Gegen dieses Urteil hat der Beklagte die vom Verwaltungsgericht zugelassene Berufung eingelegt, mit der er geltend gemacht hat, die Beweisaufnahme habe nicht ergeben, dass das streitige Wasserrecht auf der Grundlage des Wassergesetzes in einem geordneten Verfahren aufrechterhalten worden sei.
Der Kläger hat bestritten, dass die Berufungsschrift von einem Bediensteten unterzeichnet sei, der die Voraussetzungen des § 67 Abs. 1 Satz 3 VwGO erfülle. Im Übrigen hat er das Urteil des Verwaltungsgerichts verteidigt.

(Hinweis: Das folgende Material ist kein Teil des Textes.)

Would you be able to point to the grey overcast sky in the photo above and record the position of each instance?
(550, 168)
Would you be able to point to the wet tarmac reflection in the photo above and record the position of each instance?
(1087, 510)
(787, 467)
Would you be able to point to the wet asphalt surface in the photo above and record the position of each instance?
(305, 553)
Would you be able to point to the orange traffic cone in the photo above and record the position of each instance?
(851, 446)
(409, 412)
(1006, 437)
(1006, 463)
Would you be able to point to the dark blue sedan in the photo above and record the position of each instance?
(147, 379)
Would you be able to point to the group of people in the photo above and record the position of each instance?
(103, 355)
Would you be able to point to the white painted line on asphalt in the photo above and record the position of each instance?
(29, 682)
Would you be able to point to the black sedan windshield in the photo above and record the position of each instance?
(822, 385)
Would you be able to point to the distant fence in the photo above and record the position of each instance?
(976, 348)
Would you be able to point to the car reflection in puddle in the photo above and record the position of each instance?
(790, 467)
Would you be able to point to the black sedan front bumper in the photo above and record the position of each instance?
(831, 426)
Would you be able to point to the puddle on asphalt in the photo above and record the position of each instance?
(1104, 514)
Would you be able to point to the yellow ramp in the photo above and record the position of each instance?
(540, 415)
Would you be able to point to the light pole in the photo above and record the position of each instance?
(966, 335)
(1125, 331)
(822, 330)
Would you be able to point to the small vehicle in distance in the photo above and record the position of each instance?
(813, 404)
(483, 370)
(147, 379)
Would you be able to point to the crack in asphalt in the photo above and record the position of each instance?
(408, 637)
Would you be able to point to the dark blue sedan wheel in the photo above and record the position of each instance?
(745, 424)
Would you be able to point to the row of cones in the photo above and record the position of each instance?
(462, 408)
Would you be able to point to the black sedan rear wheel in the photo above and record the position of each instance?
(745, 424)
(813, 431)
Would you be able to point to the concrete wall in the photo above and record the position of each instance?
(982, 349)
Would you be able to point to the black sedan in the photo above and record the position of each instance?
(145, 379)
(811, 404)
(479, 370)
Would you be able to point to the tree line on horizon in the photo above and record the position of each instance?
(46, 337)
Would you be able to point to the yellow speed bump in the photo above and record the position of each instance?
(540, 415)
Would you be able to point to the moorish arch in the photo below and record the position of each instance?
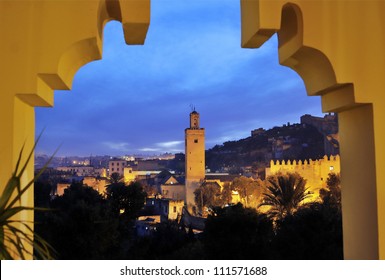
(43, 44)
(336, 47)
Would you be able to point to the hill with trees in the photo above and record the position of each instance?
(297, 141)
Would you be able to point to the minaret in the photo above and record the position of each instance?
(195, 159)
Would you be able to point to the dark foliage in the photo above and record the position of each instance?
(168, 242)
(237, 233)
(313, 232)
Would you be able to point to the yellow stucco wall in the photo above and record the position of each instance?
(43, 44)
(337, 48)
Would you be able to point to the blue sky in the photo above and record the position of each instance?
(136, 100)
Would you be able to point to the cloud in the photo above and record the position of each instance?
(170, 144)
(117, 146)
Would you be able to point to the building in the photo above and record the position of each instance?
(315, 172)
(117, 166)
(195, 158)
(315, 39)
(79, 170)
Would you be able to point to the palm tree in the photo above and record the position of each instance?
(285, 194)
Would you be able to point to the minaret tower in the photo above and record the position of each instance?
(195, 158)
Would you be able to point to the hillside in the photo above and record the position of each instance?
(296, 141)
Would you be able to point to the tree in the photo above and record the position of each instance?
(208, 195)
(248, 189)
(81, 225)
(331, 195)
(115, 178)
(312, 233)
(285, 193)
(126, 200)
(236, 232)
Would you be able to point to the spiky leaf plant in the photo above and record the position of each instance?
(15, 234)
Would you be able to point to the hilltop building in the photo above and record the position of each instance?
(315, 172)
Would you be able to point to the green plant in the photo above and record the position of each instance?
(17, 235)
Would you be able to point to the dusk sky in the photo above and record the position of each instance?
(136, 100)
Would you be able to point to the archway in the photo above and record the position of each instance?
(47, 41)
(46, 56)
(308, 44)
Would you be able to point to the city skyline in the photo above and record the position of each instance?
(136, 100)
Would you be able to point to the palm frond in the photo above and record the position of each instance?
(16, 234)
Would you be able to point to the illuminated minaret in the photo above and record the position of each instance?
(195, 158)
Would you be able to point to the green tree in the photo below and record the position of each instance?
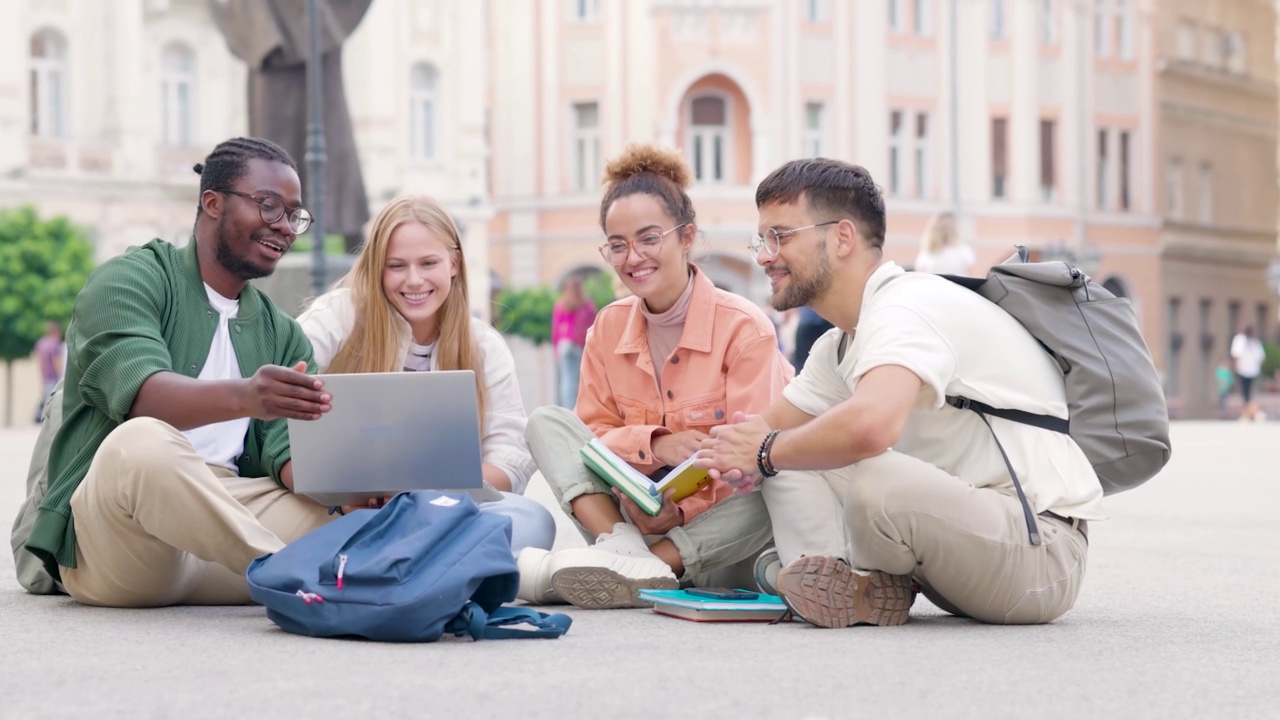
(599, 288)
(525, 313)
(44, 265)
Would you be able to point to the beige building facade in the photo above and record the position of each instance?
(1217, 200)
(1048, 123)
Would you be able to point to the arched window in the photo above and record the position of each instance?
(423, 112)
(48, 83)
(178, 95)
(708, 139)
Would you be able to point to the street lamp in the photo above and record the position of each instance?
(315, 155)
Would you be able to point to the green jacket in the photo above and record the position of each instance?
(144, 313)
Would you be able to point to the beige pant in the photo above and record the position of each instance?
(967, 547)
(155, 525)
(717, 547)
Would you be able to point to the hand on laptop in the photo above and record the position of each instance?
(275, 391)
(374, 502)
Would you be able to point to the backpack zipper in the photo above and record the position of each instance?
(342, 568)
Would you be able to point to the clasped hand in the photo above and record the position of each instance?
(730, 452)
(275, 391)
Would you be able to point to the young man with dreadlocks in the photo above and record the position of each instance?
(170, 470)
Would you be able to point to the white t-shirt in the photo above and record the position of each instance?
(959, 343)
(220, 443)
(1248, 354)
(949, 260)
(419, 359)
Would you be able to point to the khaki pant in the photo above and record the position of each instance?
(155, 525)
(717, 547)
(967, 547)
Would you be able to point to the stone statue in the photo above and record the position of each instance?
(273, 37)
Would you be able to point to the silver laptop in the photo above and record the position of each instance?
(389, 433)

Das Oberverwaltungsgericht hat die Klage durch den angefochtenen Beschluss abgewiesen: Die Berufung sei zulässig. Es bestünden keine Anhaltspunkte dafür, dass die Berufungsschrift von einem Mitarbeiter unterzeichnet sei, der die Voraussetzungen des § 67 Abs. 1 Satz 3 VwGO nicht erfülle. Die Berufung sei begründet. Das streitige Recht sei nicht auf der Grundlage des Wassergesetzes der DDR in einem geordneten Verfahren aufrechterhalten worden. Das Gesetz verlange mehr als nur die passive Hinnahme eines bestehenden Zustandes. § 32 WG LSA mache die sonst erforderliche Gestattung einer wasserrechtlichen Benutzung nur dann entbehrlich, wenn die Benutzung aufgrund eines Rechtes ausgeübt werde, bei dessen Aufrechterhaltung eine irgendwie geartete Überprüfung der Benutzung in wasserrechtlicher Hinsicht stattgefunden habe. Dies verlange eine einzelfallbezogene Überprüfung mit einer abschließenden positiven Entscheidung über die Fortgeltung des Benutzungsrechts.

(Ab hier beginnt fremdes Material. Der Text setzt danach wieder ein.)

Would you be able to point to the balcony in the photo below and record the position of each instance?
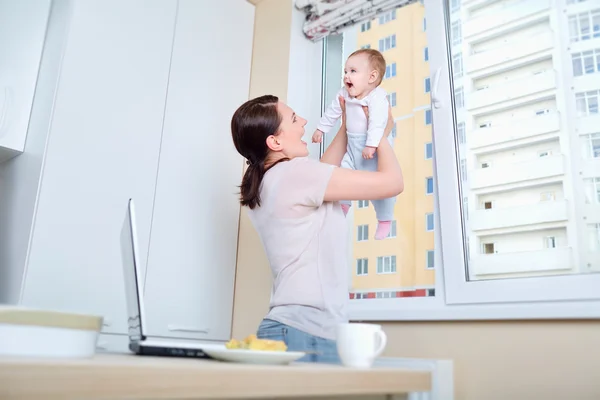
(512, 93)
(510, 55)
(516, 133)
(505, 18)
(519, 216)
(518, 174)
(558, 259)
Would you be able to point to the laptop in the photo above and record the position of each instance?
(138, 342)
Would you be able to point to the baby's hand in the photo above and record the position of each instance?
(368, 152)
(317, 136)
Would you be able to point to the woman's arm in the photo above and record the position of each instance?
(387, 181)
(336, 150)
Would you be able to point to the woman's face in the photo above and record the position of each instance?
(288, 142)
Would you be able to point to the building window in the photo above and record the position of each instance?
(550, 242)
(460, 130)
(392, 99)
(363, 233)
(454, 5)
(387, 43)
(457, 67)
(387, 17)
(429, 185)
(459, 98)
(587, 103)
(393, 231)
(591, 145)
(428, 151)
(429, 222)
(456, 33)
(587, 62)
(430, 259)
(386, 264)
(584, 26)
(362, 266)
(390, 71)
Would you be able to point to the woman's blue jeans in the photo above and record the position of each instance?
(319, 350)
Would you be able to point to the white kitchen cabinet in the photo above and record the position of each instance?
(192, 256)
(22, 32)
(103, 147)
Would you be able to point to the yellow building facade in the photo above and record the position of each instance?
(404, 47)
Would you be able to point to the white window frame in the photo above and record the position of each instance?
(456, 298)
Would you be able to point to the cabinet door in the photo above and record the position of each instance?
(193, 246)
(103, 148)
(22, 31)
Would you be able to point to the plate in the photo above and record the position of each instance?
(220, 352)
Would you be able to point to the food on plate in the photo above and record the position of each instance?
(253, 343)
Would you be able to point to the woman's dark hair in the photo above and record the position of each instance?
(252, 123)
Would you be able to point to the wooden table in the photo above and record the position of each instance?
(121, 376)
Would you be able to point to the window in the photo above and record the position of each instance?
(387, 43)
(456, 33)
(587, 103)
(429, 185)
(457, 67)
(387, 17)
(429, 222)
(584, 26)
(587, 62)
(386, 265)
(459, 98)
(392, 99)
(362, 266)
(393, 231)
(390, 71)
(488, 233)
(460, 130)
(591, 145)
(363, 233)
(428, 151)
(430, 259)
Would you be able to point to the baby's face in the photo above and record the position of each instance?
(358, 75)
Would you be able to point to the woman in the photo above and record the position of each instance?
(294, 206)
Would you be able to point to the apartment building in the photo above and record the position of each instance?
(526, 85)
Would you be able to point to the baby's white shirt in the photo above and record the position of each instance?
(356, 121)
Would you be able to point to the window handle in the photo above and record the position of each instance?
(435, 100)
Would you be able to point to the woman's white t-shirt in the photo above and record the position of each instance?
(307, 247)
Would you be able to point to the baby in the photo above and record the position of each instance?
(363, 73)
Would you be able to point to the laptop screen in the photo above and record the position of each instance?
(132, 274)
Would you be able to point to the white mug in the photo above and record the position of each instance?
(359, 344)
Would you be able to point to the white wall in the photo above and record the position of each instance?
(20, 176)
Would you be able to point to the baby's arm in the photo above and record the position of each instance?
(329, 118)
(378, 118)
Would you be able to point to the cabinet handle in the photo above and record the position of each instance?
(179, 328)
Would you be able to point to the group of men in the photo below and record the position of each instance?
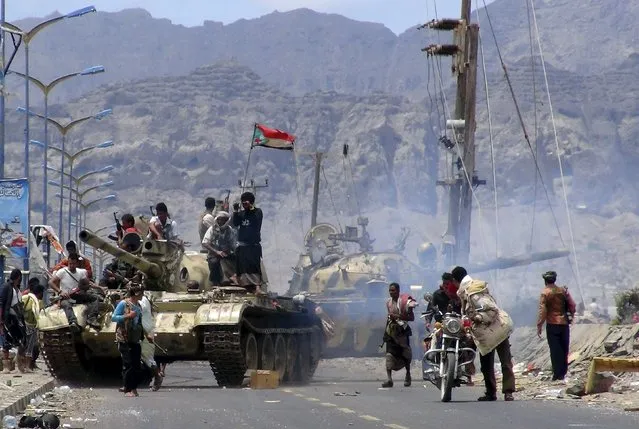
(233, 243)
(20, 309)
(491, 328)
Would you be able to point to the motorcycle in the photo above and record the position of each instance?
(445, 361)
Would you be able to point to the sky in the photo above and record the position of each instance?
(398, 15)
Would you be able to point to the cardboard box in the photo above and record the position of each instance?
(264, 379)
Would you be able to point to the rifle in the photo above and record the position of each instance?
(118, 226)
(226, 206)
(124, 280)
(385, 336)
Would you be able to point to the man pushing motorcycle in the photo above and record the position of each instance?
(490, 330)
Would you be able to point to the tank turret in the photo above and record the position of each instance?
(167, 266)
(151, 270)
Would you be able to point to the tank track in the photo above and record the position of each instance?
(61, 357)
(224, 350)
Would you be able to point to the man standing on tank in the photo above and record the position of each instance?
(207, 218)
(161, 226)
(249, 248)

Mit seiner vom Senat zugelassenen Revision beantragt der Kläger, unter Aufhebung des angefochtenen Beschlusses die Berufung des Beklagten gegen das Urteil des Verwaltungsgerichts zurückzuweisen. Er macht geltend: Das Oberverwaltungsgericht hätte auf seine Rüge hin nachprüfen müssen, ob die Berufung durch einen Bediensteten eingelegt und begründet worden sei, der die Befähigung zum Richteramt besitze oder Diplomjurist im höheren Dienst sei. Das Oberverwaltungsgericht habe nicht über den Hilfsantrag entschieden, den er in erster Instanz gestellt habe und der allein durch die Einlegung der Berufung des Beklagten in der Rechtsmittelinstanz anhängig geworden sei. Das Oberverwaltungsgericht sei unter Verletzung seines Anspruchs auf rechtliches Gehör seinem Vortrag nicht nachgegangen, dass es in der DDR ein geordnetes Verwaltungsverfahren für die Aufrechterhaltung alter Wasserrechte nicht gegeben habe. Das Oberverwaltungsgericht habe stattdessen den Fortbestand alter Wasserrechte von Voraussetzungen abhängig gemacht, die gemessen an der tatsächlichen Rechtspraxis der DDR gar nicht bestanden hätten. In der Auslegung des Oberverwaltungsgerichts weiche § 32 WG LSA von der rahmenrechtlichen Vorschrift des § 15 Abs. 1 WHG ab. Diese verlange nicht, dass die alten Wasserrechte in einem geordneten Verfahren hätten aufrechterhalten werden müssen. Der Sache nach verliere er mit dem Inkrafttreten von § 32 WG LSA entschädigungslos sein altes Wasserrecht, das in der DDR nicht erloschen sei. Diese Auslegung des § 32 WG LSA sei mit der Eigentumsgarantie des Art. 14 Abs. 1 Satz 1 GG nicht vereinbar. § 32 WG LSA solle sicherstellen, dass nur solche alten Wasserrechte aufrechterhalten blieben, die unter der Geltung des Wassergesetzes der DDR in einem geordneten Verfahren überprüft worden seien. Weil es in der Rechtswirklichkeit der DDR solche Verfahren tatsächlich nicht gegeben habe, sei das vom Gesetzgeber gewählte Kriterium ungeeignet und damit unverhältnismäßig.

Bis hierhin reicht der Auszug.